И там, в лагере, он не перестал быть силой, организующей нашу жизнь. Он присылал поучения и советы, составил целый дипломатический план нормализации родственных отношений в той части, которая касалась нас, покинутых детей. От себя, из лагеря, не знаю уж как, но посылал посылки в лагерь моей маме. Он заботился решительно обо всем. В его письмах было даже зашифрованное разъяснение тогдашней политической обстановки. Писем этих, увы, осталось так мало…
Груды радиотехнических журналов, «Функ». Он все время учился. И вещи неожиданные: картины, приобретенные им. В своей семье — насквозь мещанской — он не смог приобрести знаний, но вкусом он обладал.

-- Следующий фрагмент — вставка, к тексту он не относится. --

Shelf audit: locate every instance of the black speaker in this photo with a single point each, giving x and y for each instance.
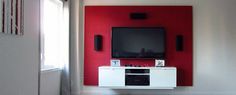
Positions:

Фотография: счастливый, гордый молодой человек на пляже с очаровательной женой, ребенком и полосатым детским ведерком. Семейная фотография в Уяздовском парке, с пятнышком от проявителя у папки на виске. Как долго я верила в то, что это лепесток жасмина…
С фотографии на меня смотрит красивый мужчина с прямым, строгим взглядом. Чего еще я ищу? Существует грань, которую преодолеть нельзя, и чем дольше глядишь — тем все менее видишь. Смерть не возвращает свою добычу, даже на мгновение не возвращает тень… Чего ты сам не видел, о том тебе не расскажет никто. И ни к чему строить предположения: если таким он был когда-то, то теперь… Можно любить то, что невозможно взвесить на ладони, удержать пятью пальцами своей руки, и не существует рецепта для сведения счетов с умершими. Это значит, что ты остаешься один на один с будущим и счеты могут сводиться только с ним.
А Яцек меня не понимает. И что я целыми часами пытаюсь выискать там, в этих старых, дорогих фотографиях? Ему семнадцать лет, и превыше всего он ценит крепость своих рук и ног.